Asking prices are normalized to USD — but only when the source actually quotes USD. A non-USD listing returns a null USD price rather than a number that silently pretends a £750,000 figure is $750,000. It’s better to return “price not in USD yet” than a wrong number; cross-currency conversion is planned, and until it lands the feed never mislabels a foreign-currency figure.

How to use it

Minimal call — everything but the filters is optional:

{
  "sectors": ["software"],
  "maxAskingPriceUsd": 2000000,
  "maxListings": 50
}

From the Apify Python SDK:

from apify_client import ApifyClient

client = ApifyClient("<APIFY_TOKEN>")
run = client.actor("shelvick/business-for-sale-aggregator").call(
    run_input={
        "sources": ["bizquest", "businessesforsale", "dealstream"],
        "sectors": ["ecommerce"],
        "maxAskingPriceUsd": 5000000,
        "maxListings": 100,
    }
)
for listing in client.dataset(run["defaultDatasetId"]).iterate_items():
    print(listing["title"], listing["askingPriceUsd"], listing["sourceUrl"])

It’s also discoverable through the Apify MCP server as shelvick/business-for-sale-aggregator, so an agent can call it as a tool, and via the REST run-sync-get-dataset-items endpoint for synchronous use.

How it compares to single-site scrapers

Single-site scraper Business For Sale Aggregator
Sources per run one marketplace multiple marketplaces
Output shape each site’s raw fields one normalized schema
Price as-displayed, mixed currencies USD-normalized (non-USD explicit)
Cross-source dedup none yes
Filtering per site unified across sources
Intended job scrape one site screen the whole field

The single-site scrapers aren’t wrong — they’re a different job. If you only ever look at one marketplace and want it raw, use one of those. This Actor earns its place only when you want the whole field reconciled into one feed.

Pricing model

Pay-per-event, billed only on success: a single flat fee per run that returns at least one listing, charged after the records are pushed. The fee is the same whether the run returns one listing or hundreds — so broad, multi-source searches stay predictable — and runs that fail or return nothing are never charged.

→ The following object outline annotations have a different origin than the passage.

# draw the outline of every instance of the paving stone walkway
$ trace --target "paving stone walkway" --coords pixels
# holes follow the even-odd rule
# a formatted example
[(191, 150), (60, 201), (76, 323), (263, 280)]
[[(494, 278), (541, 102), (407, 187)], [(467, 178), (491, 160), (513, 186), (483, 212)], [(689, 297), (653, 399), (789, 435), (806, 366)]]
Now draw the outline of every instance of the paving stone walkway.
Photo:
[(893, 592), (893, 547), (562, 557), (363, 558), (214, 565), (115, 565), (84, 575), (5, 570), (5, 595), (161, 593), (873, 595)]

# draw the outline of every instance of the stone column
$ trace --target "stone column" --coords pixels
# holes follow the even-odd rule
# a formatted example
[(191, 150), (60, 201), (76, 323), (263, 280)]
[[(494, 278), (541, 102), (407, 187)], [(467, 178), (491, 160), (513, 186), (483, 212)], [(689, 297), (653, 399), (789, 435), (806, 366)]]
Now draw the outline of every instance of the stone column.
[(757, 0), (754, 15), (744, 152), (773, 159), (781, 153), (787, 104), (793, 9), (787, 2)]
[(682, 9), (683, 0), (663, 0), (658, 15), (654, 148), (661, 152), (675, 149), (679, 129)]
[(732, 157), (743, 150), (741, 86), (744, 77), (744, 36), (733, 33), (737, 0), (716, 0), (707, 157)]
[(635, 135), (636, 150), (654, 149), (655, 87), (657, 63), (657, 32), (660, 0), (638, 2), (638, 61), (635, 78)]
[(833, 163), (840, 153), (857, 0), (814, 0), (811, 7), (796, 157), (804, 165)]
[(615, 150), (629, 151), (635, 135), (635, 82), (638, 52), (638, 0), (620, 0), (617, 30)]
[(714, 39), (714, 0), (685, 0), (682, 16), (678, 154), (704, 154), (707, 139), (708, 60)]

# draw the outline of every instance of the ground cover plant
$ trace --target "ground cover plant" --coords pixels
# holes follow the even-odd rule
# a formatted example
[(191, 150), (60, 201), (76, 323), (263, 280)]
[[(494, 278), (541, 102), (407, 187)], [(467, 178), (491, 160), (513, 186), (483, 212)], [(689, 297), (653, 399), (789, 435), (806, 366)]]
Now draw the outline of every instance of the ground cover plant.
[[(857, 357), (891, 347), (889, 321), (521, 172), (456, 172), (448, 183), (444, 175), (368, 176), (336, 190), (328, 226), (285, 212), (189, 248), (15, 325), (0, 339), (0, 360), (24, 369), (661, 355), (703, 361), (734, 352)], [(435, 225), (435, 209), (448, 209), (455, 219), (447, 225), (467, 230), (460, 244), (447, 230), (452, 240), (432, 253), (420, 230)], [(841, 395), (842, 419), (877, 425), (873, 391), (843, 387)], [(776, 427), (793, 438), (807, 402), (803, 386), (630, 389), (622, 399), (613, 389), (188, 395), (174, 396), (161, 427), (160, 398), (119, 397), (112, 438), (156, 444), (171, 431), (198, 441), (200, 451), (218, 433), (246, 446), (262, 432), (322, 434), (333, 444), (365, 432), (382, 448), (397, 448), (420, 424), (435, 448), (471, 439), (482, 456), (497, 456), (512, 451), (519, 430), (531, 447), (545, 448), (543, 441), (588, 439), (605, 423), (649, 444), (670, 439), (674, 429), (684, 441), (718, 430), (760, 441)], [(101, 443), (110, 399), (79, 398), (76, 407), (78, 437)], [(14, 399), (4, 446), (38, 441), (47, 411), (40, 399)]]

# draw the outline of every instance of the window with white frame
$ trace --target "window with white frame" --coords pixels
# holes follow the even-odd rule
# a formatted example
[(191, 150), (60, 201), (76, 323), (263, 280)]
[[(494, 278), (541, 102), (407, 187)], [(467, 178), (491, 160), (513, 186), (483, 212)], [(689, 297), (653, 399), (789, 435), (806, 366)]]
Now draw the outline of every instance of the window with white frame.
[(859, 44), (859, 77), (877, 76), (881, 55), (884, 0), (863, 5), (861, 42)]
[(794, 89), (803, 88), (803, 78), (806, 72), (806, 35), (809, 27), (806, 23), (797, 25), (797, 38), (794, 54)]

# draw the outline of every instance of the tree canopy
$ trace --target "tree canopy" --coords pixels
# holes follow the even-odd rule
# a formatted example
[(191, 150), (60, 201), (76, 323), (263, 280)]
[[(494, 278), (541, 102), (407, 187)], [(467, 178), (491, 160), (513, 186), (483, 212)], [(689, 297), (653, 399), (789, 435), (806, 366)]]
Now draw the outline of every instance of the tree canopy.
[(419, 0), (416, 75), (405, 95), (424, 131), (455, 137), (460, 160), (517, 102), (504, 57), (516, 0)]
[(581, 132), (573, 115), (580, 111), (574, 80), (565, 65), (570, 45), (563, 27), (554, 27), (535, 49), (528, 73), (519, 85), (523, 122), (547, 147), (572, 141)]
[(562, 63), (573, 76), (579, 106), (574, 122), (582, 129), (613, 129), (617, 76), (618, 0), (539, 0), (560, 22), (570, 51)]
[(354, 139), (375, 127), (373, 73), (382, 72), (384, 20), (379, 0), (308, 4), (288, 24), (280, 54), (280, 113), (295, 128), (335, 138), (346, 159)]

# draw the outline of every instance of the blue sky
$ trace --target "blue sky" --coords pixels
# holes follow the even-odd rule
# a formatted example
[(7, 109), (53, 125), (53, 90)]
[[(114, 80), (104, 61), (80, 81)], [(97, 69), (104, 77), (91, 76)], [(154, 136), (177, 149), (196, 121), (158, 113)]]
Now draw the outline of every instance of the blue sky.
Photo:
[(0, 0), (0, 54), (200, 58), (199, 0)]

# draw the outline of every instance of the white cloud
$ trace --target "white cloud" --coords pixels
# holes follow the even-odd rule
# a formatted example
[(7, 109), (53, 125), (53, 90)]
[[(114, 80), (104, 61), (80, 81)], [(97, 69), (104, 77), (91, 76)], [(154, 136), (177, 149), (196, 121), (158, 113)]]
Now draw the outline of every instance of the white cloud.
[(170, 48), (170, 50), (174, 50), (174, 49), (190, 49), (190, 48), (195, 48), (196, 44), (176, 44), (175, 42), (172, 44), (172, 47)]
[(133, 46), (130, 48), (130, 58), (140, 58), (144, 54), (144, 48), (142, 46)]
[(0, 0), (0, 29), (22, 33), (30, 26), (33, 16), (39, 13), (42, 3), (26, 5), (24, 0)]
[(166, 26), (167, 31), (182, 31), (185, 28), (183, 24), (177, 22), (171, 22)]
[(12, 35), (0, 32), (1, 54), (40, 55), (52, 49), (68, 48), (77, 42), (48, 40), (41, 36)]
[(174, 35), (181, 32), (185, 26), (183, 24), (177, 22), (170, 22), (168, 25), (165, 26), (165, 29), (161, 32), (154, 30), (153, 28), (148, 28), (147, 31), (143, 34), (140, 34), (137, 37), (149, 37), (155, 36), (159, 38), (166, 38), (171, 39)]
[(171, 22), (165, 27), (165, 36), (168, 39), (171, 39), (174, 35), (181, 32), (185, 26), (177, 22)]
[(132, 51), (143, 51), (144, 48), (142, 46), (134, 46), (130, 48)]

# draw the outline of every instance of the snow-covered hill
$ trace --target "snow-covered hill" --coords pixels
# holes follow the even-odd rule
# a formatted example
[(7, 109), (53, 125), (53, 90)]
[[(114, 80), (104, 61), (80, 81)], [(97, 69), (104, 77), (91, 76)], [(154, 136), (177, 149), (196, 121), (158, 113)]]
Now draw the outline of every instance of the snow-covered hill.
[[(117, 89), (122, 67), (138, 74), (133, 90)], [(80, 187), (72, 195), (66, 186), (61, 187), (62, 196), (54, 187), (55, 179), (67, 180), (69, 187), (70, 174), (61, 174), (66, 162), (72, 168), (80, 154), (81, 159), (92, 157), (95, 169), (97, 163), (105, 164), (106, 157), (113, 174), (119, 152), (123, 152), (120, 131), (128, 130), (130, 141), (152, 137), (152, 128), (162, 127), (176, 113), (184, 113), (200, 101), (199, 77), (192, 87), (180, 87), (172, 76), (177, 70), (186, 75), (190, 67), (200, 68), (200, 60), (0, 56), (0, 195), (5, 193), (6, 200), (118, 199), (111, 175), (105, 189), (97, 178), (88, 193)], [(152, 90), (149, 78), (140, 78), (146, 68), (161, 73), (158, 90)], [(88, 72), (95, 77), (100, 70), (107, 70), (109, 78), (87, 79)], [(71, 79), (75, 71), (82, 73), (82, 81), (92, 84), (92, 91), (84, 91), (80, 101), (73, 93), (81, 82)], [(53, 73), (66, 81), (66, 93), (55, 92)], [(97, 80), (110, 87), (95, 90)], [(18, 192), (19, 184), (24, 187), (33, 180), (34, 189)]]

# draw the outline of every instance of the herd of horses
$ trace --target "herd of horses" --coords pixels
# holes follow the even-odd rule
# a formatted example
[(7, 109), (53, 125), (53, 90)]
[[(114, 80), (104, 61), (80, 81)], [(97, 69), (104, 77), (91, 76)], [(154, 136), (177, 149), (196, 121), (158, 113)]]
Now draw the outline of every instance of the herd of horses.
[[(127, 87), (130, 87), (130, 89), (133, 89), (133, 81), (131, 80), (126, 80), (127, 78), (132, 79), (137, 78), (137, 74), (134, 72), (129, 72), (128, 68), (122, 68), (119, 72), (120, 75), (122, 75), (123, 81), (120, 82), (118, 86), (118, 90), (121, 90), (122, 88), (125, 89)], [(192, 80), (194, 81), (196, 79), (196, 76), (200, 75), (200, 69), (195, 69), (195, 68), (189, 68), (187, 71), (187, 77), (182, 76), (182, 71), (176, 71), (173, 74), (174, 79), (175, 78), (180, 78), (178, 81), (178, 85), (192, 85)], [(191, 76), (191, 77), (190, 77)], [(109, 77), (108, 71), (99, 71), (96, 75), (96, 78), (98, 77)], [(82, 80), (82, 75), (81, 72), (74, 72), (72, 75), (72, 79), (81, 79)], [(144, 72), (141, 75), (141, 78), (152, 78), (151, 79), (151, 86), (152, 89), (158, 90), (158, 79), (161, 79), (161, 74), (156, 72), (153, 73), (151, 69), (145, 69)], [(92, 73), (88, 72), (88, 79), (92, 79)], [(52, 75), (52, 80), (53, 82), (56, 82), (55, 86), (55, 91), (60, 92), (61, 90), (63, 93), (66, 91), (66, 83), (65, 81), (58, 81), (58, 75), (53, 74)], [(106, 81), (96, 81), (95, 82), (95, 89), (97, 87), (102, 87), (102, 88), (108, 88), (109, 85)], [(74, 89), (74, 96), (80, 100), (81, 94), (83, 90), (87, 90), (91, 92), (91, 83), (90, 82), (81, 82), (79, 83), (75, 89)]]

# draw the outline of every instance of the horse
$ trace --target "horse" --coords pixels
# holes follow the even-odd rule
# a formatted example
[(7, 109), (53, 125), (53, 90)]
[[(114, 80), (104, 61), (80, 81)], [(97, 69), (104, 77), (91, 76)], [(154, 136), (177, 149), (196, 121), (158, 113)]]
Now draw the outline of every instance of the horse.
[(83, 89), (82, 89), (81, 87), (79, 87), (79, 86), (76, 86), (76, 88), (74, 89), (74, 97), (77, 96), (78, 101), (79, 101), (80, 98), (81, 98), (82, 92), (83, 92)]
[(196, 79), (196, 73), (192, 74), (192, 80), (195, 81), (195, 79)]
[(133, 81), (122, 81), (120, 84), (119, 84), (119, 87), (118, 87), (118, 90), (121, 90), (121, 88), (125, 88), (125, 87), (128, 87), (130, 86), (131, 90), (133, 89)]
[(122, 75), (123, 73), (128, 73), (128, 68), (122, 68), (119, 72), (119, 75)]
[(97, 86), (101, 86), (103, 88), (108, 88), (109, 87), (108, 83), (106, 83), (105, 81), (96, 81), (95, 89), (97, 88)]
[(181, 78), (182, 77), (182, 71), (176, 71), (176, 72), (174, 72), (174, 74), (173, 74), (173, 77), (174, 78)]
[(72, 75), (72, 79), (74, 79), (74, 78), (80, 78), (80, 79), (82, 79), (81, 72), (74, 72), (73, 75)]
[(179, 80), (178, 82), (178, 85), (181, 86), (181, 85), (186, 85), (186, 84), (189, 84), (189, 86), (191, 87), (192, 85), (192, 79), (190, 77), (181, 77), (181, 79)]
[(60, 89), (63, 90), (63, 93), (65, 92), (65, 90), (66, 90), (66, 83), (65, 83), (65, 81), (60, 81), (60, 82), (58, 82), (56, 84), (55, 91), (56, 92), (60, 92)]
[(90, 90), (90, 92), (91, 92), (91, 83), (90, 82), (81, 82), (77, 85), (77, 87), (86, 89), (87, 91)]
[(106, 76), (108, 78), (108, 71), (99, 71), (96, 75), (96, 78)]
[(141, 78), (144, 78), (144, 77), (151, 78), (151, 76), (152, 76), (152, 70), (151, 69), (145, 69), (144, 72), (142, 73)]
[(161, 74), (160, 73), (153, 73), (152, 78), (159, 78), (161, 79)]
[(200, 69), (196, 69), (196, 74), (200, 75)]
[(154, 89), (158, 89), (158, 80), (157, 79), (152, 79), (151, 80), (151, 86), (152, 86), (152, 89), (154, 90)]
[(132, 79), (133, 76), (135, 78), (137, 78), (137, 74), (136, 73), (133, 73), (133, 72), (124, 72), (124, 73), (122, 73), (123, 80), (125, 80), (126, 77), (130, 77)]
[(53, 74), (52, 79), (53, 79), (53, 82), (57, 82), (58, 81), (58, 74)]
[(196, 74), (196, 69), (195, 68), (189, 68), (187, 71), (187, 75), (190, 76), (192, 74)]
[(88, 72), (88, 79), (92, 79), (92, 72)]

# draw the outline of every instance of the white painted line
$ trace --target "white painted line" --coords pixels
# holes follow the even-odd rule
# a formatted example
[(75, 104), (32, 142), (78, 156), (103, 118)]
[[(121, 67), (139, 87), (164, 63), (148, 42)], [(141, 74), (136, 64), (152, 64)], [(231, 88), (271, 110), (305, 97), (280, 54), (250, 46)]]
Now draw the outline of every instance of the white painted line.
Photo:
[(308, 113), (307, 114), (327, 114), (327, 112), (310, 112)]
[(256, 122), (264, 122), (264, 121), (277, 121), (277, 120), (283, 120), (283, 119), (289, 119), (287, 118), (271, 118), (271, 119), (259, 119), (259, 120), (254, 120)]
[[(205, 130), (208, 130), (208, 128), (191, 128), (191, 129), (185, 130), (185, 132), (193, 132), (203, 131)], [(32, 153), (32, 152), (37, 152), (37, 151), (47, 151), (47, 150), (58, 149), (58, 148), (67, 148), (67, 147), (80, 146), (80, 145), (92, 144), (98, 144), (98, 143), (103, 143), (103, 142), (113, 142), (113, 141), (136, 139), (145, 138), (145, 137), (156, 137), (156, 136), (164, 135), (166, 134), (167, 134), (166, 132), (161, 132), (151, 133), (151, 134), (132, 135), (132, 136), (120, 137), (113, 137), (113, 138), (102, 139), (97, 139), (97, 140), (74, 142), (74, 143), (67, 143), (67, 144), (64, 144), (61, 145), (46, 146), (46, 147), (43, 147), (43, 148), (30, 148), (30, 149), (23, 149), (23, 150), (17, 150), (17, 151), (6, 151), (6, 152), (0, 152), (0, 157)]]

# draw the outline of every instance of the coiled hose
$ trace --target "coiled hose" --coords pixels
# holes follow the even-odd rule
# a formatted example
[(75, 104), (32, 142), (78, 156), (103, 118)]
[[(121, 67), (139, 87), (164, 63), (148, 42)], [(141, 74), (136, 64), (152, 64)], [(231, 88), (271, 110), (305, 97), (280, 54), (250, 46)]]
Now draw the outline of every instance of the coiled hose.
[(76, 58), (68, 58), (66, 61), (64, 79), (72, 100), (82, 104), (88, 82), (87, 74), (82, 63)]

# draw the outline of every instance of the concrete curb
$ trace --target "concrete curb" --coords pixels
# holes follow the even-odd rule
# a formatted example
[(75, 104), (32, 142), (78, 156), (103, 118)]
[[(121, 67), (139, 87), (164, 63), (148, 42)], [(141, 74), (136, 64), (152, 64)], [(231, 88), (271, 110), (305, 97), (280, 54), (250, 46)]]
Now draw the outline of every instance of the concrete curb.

I picked a flat per-run fee over per-listing for three reasons. The cost of a run is essentially fixed (a handful of fetches; the listing count barely moves it), so per-run billing matches the cost shape. A single known price is trivial for an agent to budget or pre-authorize, where a per-listing total forces it to guess the result count before calling. And a flat fee rewards the breadth that’s the whole point of an aggregator instead of taxing it — going wider doesn’t cost the caller more. The Apify Store Pricing tab is authoritative for the current per-run rate and any subscriber discounts.

Open questions / future work

  • More sources. v1 covers three marketplaces. The aggregation value grows with coverage; adding marketplaces that render listings client-side (or sit behind heavier defenses) is the main roadmap item.
  • Currency conversion. Non-USD listings currently return a null USD price. A dated FX layer would let them carry a converted figure (clearly flagged as converted).
  • Cross-source fuzzy dedup. Today’s dedup is exact source+id. The same business cross-listed under different ids on different marketplaces should collapse to one record — a fuzzy match on title + price + location.
  • Pagination depth. v1 reads the first search page per source; deeper paging would raise recall on broad queries at a proportional cost.